# [xorg] ati-drivers, glx e l'opengl-update [RISOLTO]

## theRealMorpheu5

Intanto chiedo scusa, questo sarà il millesimo post su questo argomento ma sembra che la soluzione non si sia trovata...

Ho fatto come da manuale:

```
# opengl-update xorg-x11

# emerge ati-drivers

# opengl-update ati

# startx
```

Ma il risultato è più o meno questo:

```
(EE) Failed to load module "glx" (module does not exist, 0)

(WW) fglrx: No matching Device section for instance (BusID PCI:1:0:1) found

Symbol __glXActiveScreens from module /usr/X11R6/lib/modules/extensions/libdri.a is unresolved!

Symbol __glXActiveScreens from module /usr/X11R6/lib/modules/extensions/libdri.a is unresolved!

Symbol __glXActiveScreens from module /usr/X11R6/lib/modules/drivers/fglrx_drv.o is unresolved!

Could not init font path element /usr/X11R6/lib/X11/fonts/local/, removing from

list!

Could not init font path element /usr/X11R6/lib/X11/fonts/Type1/, removing from

list!

Could not init font path element /usr/X11R6/lib/X11/fonts/Speedo/, removing from list!
```

Ora, tralasciando la questione dei font che cercherò di risolvere un'altra volta, io ho fatto tutti i ln -sf possibili e immaginabili, ho emerso mille cose, ho spulciato il file di configurazione, ho usato fglrxconfig che con xfree aveva funzionato... ma non capisco dove dovrebbe essere questo modulo glx che non si trova... nel kernel (2.6) ho compilato giusto giusto il FB VESA...  il supporto AGP ce l'ho messo perché viene rilevato perfettamente.
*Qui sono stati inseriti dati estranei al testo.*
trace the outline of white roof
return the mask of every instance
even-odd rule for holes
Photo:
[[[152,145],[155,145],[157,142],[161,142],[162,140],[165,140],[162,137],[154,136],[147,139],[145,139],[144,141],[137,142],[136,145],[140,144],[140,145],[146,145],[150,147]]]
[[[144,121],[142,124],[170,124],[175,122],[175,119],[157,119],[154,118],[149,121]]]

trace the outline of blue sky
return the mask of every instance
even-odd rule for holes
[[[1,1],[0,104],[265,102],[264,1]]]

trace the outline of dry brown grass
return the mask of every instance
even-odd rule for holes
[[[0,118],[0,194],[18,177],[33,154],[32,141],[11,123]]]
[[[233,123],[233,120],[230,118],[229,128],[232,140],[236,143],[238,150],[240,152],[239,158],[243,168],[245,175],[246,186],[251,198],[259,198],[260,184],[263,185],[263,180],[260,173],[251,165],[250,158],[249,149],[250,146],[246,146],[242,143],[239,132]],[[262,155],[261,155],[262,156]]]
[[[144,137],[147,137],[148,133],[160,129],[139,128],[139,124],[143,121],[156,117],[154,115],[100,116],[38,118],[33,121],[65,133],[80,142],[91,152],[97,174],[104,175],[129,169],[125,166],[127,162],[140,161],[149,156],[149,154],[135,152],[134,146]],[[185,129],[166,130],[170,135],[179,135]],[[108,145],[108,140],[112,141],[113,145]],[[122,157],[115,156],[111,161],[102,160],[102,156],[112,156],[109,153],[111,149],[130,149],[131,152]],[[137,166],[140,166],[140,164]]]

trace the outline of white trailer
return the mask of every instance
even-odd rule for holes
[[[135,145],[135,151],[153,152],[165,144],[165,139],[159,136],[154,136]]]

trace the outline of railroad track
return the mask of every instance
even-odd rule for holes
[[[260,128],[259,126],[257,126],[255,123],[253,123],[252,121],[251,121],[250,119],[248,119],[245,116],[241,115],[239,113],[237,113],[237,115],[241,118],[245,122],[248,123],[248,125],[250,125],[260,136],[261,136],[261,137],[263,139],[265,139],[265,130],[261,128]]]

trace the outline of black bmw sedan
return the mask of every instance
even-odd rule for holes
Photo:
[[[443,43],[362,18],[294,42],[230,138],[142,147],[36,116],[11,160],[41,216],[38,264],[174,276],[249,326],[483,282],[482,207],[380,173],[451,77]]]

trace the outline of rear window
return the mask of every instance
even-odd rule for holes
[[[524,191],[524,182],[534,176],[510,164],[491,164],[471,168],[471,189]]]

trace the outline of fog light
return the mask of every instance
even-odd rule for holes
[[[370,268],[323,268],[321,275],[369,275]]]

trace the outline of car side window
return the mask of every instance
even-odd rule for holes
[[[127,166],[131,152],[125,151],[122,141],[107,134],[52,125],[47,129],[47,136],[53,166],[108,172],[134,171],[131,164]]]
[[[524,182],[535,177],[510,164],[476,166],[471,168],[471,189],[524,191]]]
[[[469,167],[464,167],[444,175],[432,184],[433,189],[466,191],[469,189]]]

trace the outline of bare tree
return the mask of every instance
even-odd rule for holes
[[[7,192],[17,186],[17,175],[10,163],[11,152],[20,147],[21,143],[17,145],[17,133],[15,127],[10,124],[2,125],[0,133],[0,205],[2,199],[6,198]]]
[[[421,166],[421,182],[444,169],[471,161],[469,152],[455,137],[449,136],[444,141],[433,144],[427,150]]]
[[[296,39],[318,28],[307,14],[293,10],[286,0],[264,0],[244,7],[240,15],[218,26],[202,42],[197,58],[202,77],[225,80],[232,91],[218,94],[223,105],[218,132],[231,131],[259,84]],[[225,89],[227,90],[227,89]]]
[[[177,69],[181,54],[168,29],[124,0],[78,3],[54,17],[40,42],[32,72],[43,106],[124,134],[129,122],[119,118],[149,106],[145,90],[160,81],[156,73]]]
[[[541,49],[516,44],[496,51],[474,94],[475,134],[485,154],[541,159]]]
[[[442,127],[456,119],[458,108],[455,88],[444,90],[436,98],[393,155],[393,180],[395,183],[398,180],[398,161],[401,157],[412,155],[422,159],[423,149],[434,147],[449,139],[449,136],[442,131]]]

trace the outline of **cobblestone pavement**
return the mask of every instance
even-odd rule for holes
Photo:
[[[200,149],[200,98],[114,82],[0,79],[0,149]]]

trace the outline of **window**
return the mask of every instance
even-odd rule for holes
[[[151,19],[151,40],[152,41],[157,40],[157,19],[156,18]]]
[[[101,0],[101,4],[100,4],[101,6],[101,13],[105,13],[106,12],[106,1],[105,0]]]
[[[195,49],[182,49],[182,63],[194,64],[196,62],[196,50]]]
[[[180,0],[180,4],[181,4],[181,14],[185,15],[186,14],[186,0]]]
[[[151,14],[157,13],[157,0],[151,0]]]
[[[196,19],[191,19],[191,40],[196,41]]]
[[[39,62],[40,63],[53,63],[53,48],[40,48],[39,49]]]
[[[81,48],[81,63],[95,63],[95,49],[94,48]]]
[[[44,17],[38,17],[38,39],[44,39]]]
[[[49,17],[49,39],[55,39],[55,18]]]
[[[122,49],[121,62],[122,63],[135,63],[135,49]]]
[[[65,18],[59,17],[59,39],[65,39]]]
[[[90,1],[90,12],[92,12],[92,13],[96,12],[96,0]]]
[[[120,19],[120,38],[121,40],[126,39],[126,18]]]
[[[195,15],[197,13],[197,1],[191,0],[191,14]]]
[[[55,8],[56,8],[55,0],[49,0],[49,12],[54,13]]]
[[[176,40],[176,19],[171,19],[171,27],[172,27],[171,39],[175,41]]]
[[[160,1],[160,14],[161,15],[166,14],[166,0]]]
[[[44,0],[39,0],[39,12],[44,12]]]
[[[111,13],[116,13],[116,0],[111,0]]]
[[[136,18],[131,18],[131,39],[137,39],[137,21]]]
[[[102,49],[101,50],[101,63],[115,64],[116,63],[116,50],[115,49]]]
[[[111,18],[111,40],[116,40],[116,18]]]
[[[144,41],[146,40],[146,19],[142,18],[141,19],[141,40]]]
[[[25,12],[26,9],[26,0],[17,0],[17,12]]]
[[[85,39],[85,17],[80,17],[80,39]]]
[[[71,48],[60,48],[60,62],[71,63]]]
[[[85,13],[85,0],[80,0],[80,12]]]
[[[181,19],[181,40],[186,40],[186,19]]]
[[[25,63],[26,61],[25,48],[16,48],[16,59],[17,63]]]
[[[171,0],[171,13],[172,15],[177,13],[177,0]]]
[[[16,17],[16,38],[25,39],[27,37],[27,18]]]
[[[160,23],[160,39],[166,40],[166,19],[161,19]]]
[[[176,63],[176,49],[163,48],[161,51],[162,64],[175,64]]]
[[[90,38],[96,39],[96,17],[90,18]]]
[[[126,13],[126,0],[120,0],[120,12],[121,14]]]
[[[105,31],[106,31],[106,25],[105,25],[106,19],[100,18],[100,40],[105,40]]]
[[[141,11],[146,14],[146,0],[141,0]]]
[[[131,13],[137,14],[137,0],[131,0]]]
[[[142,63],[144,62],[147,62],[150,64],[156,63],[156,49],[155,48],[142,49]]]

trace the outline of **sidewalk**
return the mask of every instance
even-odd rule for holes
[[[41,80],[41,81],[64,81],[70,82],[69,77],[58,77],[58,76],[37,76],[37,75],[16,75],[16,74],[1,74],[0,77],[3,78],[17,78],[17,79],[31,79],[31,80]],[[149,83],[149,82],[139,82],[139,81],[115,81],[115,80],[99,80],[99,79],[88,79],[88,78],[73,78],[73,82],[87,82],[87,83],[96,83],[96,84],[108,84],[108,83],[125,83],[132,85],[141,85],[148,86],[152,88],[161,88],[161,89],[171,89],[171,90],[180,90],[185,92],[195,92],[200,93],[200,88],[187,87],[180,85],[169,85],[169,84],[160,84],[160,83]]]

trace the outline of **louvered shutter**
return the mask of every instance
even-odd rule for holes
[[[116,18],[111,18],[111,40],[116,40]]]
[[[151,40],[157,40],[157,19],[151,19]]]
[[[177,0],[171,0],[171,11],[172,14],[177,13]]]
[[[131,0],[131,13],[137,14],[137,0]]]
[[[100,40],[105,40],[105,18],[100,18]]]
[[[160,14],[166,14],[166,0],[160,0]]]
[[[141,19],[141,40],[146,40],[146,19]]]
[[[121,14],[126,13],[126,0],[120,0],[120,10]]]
Ho letto tutto lo scibile che ho trovato a riguardo ma non c'è stato verso di risolvere... siccome ho una Radeon 9800 SE, non posso usare i driver di xorg o del kernel o di chissà che, devo usare quelli CS della ATI. Qualche idea su come uscirne?Last edited by theRealMorpheu5 on Sun May 23, 2004 11:46 am; edited 1 time in total

----------

## fedeliallalinea

Per i font il nuovo path e' /usr/share/fonts. Per il problema di open-gl prova a dare il comando

```
# ln -s /usr/lib/opengl/xorg-x11 /usr/lib/opengl/xfree
```

----------

## theRealMorpheu5

Ho risolto il problema dell'accelerazione smergiando e riemergiando tutto quanto. Ho messo su i driver ~x86 che non avevano la dipendenza da xfree e xorg non mi ha dato alcun problema. Ora runno glxgears a circa 500 FPS. Non è un granché ma sempre meglio degli 80 di prima...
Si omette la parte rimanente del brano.